Donna non sposata risarcita per la morte del compagno: «Il dolore è lo stesso».
(Luca Petermaier - Trentino) Non c'è differenza tra il dolore di una vedova e quello di una donna a cui è morto il compagno. Il matrimonio? Per il tribunale non conta. E così una donna che perse l'uomo con cui conviveva more uxorio in un tragico incidente stradale a Livo, in val di Non, ha ottenuto dal giudice lo stesso risarcimento spettante al coniuge, tabelle alla mano: 190 mila euro. Secondo il giudice Giulio Adilardi, che ha firmato la sentenza, «deve riconoscersi rilevanza sociale, etica e giuridica alla convivenza».
Se confermato anche in appello, il verdetto del tribunale (la sezione è quella distaccata di Cles) potrebbe avere conseguenze giuridiche rilevantissime aprendo le porte ad una sostanziale parificazione dei diritti tra sposati e conviventi, quanto meno in tema di risarcimento del danno.
Insomma, come spesso accade la giustizia sostanziale arriva prima di quella formale. Di fronte alla tragica scomparsa di un padre di famiglia, convivente da anni con una donna dalla quale aveva anche avuto una bimba, il giudice non se l'è sentita di usare un metro di giudizio diverso da quello applicato ai coniugi.
Il caso affrontato dal giudice Adilardi è quello di un operaio di origini lombarde che nell'ottobre di quattro anni fa venne coinvolto in uno spaventoso incidente stradale a Livo. L'auto su cui viaggiava insieme ad un collega sbandò, il conducente ne perse il controllo e il mezzo andò a schiantarsi contro un autocarro proveniente dalla direzione opposta.

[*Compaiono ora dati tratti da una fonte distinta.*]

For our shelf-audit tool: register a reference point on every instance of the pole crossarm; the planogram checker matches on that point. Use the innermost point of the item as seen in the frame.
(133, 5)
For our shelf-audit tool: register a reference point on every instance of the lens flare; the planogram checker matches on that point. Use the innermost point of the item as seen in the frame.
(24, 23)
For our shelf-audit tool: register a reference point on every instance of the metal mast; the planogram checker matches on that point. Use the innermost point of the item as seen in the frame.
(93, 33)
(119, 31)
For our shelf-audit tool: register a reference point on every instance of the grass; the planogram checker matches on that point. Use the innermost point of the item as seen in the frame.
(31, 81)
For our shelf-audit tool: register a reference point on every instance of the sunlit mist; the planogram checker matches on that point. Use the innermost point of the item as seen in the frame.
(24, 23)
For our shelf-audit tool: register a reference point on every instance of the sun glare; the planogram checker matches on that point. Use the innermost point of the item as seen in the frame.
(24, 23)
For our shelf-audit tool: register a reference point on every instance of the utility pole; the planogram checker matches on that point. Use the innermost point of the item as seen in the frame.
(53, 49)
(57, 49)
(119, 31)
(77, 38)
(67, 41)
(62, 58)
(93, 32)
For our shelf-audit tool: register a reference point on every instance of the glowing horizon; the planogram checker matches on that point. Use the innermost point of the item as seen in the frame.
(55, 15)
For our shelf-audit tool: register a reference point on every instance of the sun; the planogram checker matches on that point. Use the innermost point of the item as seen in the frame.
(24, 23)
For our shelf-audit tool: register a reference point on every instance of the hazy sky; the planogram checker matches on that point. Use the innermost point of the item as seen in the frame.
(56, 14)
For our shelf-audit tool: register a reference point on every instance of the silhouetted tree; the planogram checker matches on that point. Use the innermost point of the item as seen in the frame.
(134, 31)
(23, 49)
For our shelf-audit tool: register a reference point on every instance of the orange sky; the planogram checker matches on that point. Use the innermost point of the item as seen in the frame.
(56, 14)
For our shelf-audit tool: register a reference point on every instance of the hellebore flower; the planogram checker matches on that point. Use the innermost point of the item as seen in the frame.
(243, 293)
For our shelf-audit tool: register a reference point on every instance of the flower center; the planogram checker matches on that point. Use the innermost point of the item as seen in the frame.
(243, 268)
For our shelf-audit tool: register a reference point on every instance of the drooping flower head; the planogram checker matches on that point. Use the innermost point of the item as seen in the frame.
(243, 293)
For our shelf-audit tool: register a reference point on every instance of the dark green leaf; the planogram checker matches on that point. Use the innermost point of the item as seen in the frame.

Nessuna delle tre persone coinvolte riportò gravi conseguenze, tranne l'operaio lombardo che viaggiava sulla Opel Astra. L'uomo rimase in coma tredici mesi. Un periodo lughissimo durante il quale non solo la sua vita ma anche quella dei suoi famigliari venne radicalmente sconvolta. La madre andò in depressione, la sorella - infermiera - decise di licenziarsi per poter seguire da vicino il fratello e la convivente vide sfumare il sogno di una vita felice insieme a quell'uomo da cui aveva appena avuto una figlia.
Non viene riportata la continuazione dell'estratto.